After two weeks in a detention facility on the military base at Fort Bliss, Texas, Jeudy wired for the last of her savings and bought four plane tickets to their ultimate destination, Newark, New Jersey.

Now living near Newark International Airport, she makes as much in a week of work as she did in a month in Chile, though she is undocumented and cannot legally hold a job in the U.S. She pays no taxes and her children are enrolled in a bilingual school for free.

But things haven’t quite been as easy as they expected. Work has been sporadic, as Jeudy waits for a Social Security card, which will allow her to work above the table. That won’t happen until her asylum claim is adjudicated, which could take years. Their tiny apartment sits in a run-down neighborhood plagued with gang violence, yet costs $1,700 a month. They have no car, no bank account, and no way to participate in the society they so long dreamed about.

It could be said the migrants brought those challenges with them. Since Inauguration Day in January 2021, floods of migrants who would otherwise have been content with staying put in safe, relatively prosperous South American nations have instead opted to head for the United States. The number of Venezuelans captured at the U.S. southern border has jumped from 2,787 in FY 2020 to 48,678 in FY 2021. With over two million illegal crossings last year, U.S. immigration is nearly as overwhelmed as the twin villages of Bajo Chiquito and Colchane. That most migrants will wait in legal limbo for years is a forgone conclusion, a function of the fact that no nation on earth could easily absorb two million people in the space of a year.
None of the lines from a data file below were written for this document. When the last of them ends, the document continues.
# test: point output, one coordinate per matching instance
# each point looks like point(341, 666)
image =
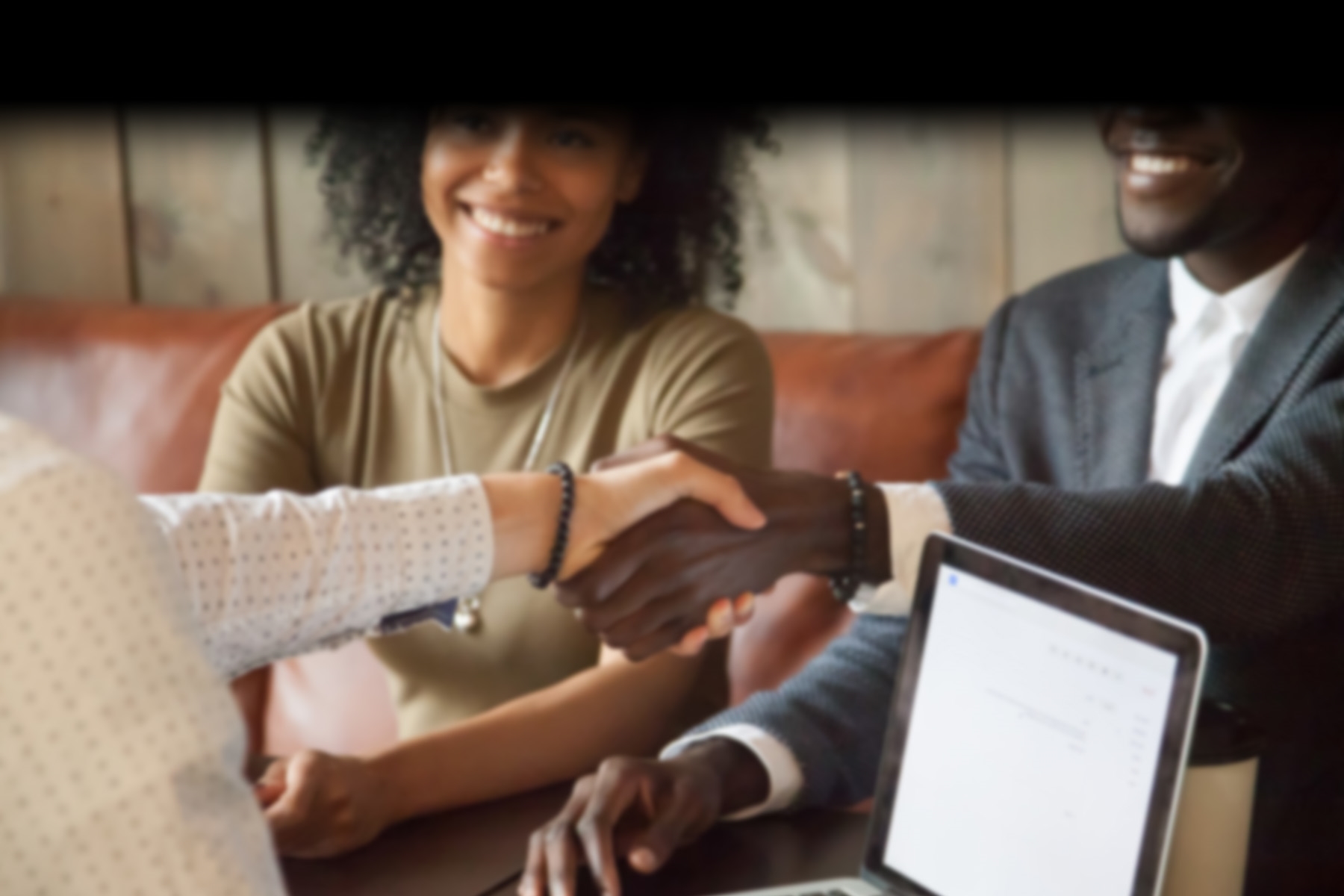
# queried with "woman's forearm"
point(544, 738)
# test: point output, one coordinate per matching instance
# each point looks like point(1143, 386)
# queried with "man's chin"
point(1160, 242)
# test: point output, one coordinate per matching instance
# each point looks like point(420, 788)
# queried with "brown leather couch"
point(137, 388)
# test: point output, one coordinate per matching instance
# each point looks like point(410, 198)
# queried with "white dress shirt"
point(121, 750)
point(1206, 337)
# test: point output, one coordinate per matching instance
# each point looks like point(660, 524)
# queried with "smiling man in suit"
point(1167, 425)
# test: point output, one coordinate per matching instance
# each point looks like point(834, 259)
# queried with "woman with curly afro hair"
point(542, 299)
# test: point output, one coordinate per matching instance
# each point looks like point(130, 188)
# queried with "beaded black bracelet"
point(562, 531)
point(844, 585)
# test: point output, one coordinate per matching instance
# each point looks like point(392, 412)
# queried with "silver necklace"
point(467, 617)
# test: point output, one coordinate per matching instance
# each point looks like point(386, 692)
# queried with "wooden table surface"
point(480, 849)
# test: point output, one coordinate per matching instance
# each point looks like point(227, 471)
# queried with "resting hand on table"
point(319, 805)
point(640, 810)
point(658, 581)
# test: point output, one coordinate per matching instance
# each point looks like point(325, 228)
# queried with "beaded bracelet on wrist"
point(846, 585)
point(562, 531)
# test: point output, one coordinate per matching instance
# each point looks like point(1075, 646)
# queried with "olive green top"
point(342, 394)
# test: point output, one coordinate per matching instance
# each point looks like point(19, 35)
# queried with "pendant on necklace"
point(468, 615)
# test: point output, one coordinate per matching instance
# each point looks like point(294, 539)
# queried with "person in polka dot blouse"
point(121, 750)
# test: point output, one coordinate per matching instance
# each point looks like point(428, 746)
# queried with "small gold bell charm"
point(467, 618)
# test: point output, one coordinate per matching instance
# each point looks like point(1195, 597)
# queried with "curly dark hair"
point(659, 249)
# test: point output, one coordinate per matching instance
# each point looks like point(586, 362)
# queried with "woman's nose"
point(511, 164)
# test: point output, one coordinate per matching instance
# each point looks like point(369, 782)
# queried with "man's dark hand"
point(658, 581)
point(643, 810)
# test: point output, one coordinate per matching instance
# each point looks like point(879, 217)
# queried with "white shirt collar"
point(1246, 304)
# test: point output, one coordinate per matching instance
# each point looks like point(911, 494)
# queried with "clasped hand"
point(656, 585)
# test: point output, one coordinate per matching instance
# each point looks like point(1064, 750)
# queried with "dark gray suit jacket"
point(1051, 467)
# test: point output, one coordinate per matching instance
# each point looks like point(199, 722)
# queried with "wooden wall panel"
point(927, 220)
point(797, 253)
point(62, 213)
point(308, 264)
point(199, 207)
point(1061, 198)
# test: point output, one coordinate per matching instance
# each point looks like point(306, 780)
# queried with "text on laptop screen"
point(1033, 746)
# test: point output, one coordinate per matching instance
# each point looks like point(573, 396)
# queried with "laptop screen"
point(1031, 751)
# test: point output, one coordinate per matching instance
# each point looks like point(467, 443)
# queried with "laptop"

Not even the United States.

As for Jeudy, she admits that if they had known the suffering they’d face on this journey, and especially the challenges they face trying to find work now that they’ve accomplished what they so long dreamed of, they might have decided to stay in Chile. But the good, free education her children are now getting, as well as the prospect of future university scholarships make it all worthwhile.

It hasn’t crossed Jeudy’s mind that she may not be granted asylum. As a matter of fact, she and her family have no valid asylum claim, having left a secure life in Chile to get to America. But the prospect of deportation is far in the future, and so for now they choose not to dwell on it.